Paul Elliott’s review published on Letterboxd:
Even though The Little Things organises it's mixed elements in a position that should have at least made for at slightly passable captivating thriller, this John Lee Hancock written and directed film ultimately and frustratingly falls flat. It's difficult to say why he felt the need to set the story in the early 1990s. Maybe he just wanted to recapture the polluted characteristics of the pre-gentrification Los Angeles downtown area for the added atmosphere as his film wishes to be more than a whodunit: it's far more an investigation of the psychologically and spiritually destructive consequences of police work
Denzel Washington plays Joe Deacon, a weary former professional detective in Los Angeles with keen intuitions and a battered conscience but has since drifted on to the comparative calmer location of Kern County. Hancock illustrates a particular complexion with his portrayal of detective work as Deacon becomes drawn back to the city and becomes involved in investigating a new murder related to a case from his past and invited to give a hand to younger detective Jim Baxter (Rami Malek).

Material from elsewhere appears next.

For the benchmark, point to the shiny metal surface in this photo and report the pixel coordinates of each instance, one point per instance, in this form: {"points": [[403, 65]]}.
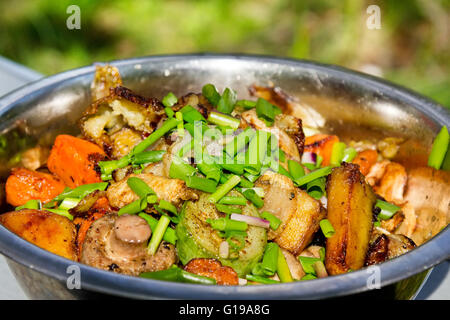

It initially gives off vibes of shaping into a traditional thriller mixed with the darkness of Seven and is front-loaded with small eccentricities, which are typically fun in films such as these, but it all too quickly becomes disappointing. Things quickly fall apart once Deacon and Baxter land on their leading suspect, Albert Sparma, played by Jared Leto, never my favourite actor. There's never a sense of urgency in carrying the story to its resolution, and Leto, who never seems to change his clothes in the entire movie, throws any grounded nature the film was trying to achieve under the bus with his ridiculous overacting and forced menace. The movie doesn't even manage to deliver a satisfying payoff.